Forest Harness


Forest Arthur Harness was a U.S. Representative from Indiana.

Biography

Born in Kokomo, Indiana, Harness attended the public schools and was graduated in 1917 from the law department of Georgetown University, Washington, D.C. where he was a member of the Delta Chi fraternity. He served overseas during World War I as a first lieutenant, Three Hundred and Nineteenth Infantry from 1917 to 1919, for which he was awarded the Purple Heart. He served as captain in the Infantry Reserve, United States Army from 1920 to 1949.
He was admitted to the District of Columbia bar in 1917, as well as to the Indiana bar in 1919, and commenced practice in Kokomo, Indiana.
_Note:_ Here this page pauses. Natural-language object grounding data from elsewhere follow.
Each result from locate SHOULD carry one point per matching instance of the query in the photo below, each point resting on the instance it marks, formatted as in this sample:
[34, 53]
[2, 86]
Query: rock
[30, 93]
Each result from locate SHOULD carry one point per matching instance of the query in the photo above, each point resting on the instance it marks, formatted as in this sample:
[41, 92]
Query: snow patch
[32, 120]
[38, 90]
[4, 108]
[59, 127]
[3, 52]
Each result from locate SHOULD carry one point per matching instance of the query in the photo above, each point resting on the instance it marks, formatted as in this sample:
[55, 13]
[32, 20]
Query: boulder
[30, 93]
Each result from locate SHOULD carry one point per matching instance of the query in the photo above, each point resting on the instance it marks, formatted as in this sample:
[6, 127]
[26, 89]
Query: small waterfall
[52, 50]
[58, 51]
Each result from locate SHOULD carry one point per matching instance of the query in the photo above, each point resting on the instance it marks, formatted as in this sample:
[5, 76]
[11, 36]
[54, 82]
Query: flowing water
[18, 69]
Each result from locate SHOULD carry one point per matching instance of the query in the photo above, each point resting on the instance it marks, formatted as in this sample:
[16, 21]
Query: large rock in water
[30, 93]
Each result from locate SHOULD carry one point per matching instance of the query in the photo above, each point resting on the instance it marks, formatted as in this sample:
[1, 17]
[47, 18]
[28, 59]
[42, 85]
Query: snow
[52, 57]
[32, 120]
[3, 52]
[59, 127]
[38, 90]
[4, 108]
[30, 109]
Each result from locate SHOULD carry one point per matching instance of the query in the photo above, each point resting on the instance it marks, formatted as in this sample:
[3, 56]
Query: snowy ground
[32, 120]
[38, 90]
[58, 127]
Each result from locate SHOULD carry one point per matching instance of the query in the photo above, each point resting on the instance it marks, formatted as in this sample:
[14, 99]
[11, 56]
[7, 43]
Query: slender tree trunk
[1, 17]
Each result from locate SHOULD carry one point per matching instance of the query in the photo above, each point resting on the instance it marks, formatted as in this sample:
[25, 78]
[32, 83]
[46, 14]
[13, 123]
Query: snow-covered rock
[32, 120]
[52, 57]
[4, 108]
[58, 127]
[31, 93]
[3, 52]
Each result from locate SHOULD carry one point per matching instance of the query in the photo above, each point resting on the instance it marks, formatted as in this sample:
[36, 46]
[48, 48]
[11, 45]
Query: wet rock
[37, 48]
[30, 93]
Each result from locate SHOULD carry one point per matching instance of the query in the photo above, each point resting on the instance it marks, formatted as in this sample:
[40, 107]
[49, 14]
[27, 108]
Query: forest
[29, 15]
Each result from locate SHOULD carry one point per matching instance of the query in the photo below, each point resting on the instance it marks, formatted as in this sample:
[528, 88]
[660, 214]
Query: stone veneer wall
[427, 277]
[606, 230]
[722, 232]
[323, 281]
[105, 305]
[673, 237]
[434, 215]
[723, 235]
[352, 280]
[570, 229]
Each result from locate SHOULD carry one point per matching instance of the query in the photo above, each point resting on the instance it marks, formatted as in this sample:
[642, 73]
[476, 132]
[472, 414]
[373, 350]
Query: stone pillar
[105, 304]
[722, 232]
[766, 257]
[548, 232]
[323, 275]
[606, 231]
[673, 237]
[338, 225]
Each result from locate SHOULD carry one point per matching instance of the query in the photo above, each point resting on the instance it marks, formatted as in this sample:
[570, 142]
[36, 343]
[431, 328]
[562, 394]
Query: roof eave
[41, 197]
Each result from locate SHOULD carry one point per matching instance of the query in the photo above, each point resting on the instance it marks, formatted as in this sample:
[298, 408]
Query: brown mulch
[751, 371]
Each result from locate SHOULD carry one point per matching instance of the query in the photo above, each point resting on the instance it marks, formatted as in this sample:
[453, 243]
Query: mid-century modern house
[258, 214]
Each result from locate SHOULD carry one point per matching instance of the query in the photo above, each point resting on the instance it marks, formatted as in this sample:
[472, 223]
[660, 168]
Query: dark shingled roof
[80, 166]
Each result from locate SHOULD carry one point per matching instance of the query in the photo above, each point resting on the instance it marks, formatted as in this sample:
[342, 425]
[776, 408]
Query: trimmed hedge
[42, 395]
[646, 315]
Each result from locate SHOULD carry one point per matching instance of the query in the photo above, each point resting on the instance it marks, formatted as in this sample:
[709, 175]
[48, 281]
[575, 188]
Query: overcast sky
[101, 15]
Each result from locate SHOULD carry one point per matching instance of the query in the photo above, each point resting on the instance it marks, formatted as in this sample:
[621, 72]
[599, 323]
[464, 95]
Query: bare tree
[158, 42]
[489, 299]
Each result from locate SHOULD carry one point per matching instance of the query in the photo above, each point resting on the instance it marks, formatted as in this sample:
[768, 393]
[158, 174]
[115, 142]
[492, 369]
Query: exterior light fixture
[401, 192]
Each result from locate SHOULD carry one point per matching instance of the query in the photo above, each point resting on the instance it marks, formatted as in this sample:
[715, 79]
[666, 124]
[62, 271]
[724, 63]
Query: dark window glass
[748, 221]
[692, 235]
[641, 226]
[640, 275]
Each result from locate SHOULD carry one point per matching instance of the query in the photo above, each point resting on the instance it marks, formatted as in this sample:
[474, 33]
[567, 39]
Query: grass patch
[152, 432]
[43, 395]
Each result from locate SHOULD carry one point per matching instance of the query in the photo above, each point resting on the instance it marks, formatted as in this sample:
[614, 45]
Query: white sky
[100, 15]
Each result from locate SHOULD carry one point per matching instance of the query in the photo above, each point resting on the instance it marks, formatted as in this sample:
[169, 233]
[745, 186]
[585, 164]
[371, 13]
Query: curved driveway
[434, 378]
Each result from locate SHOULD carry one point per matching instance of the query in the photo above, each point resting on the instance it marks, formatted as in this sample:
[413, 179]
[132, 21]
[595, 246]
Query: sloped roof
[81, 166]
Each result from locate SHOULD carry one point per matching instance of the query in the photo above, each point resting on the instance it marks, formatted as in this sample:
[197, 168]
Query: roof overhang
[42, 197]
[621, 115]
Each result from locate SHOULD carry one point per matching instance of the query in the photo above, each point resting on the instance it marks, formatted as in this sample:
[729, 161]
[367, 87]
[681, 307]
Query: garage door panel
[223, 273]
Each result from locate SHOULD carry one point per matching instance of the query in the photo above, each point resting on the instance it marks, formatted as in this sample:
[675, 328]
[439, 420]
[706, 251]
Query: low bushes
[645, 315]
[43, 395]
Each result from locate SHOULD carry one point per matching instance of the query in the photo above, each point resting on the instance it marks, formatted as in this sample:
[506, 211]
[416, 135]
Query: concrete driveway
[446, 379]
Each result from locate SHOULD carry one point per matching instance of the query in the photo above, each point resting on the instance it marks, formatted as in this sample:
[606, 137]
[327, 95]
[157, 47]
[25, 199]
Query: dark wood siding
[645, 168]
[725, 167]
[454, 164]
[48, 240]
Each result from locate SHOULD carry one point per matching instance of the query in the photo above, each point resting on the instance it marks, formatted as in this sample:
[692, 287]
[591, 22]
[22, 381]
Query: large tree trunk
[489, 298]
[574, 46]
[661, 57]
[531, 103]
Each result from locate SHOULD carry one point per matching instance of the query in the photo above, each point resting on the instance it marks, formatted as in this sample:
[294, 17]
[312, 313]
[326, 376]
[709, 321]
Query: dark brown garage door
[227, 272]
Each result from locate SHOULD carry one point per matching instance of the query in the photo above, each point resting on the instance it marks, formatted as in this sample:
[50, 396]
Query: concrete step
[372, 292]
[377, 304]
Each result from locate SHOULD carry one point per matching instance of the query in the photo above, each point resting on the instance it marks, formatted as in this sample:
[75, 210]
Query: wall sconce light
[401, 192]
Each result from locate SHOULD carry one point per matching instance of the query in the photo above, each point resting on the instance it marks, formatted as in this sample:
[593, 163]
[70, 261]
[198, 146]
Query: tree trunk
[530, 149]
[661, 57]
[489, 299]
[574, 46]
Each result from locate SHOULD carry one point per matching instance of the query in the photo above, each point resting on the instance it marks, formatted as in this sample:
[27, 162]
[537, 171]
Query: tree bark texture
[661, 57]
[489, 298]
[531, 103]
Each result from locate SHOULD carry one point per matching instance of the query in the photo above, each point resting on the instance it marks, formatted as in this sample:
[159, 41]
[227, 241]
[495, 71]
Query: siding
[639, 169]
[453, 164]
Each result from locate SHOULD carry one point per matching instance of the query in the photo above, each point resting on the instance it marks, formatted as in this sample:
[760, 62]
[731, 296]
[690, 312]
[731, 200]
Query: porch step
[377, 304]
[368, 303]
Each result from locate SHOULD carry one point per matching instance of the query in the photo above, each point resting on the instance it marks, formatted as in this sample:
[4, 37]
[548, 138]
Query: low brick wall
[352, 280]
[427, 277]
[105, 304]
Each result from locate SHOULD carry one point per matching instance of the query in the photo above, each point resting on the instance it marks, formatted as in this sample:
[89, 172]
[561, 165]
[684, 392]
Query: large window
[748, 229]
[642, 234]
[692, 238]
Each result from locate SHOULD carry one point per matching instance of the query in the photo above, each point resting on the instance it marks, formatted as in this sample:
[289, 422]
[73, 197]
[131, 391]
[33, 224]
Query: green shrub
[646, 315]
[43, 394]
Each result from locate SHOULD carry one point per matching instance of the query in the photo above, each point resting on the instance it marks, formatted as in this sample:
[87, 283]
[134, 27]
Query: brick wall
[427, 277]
He served as prosecuting attorney of Howard County, Indiana from 1920 to 1924, and as special assistant to the Attorney General of the United States from 1931 to 1935, when he resigned to resume private practice.
Harness was elected as a Republican to the Seventy-sixth and to the four succeeding Congresses.
In Congress, he served as chairman of the Select Committee on the Federal Communications Commission. He was an unsuccessful candidate for reelection in 1948 to the Eighty-first Congress, at which point he resumed the practice of law. He served as Sergeant at Arms of the United States Senate from January 3, 1953, to January 3, 1955. He retired in 1960 and resided in Sarasota, Florida, where he died. He is entombed in the mausoleum at Crown Point Cemetery, Kokomo, Indiana.
In September 1944, Harness claimed on the House floor that the Australian government warned Washington that a Japanese aircraft carrier was bound for Hawaii and that this information was withheld from the commanders at Pearl Harbor. Rumors of this sort had been around for a while, but Harness's charges put them in the public record.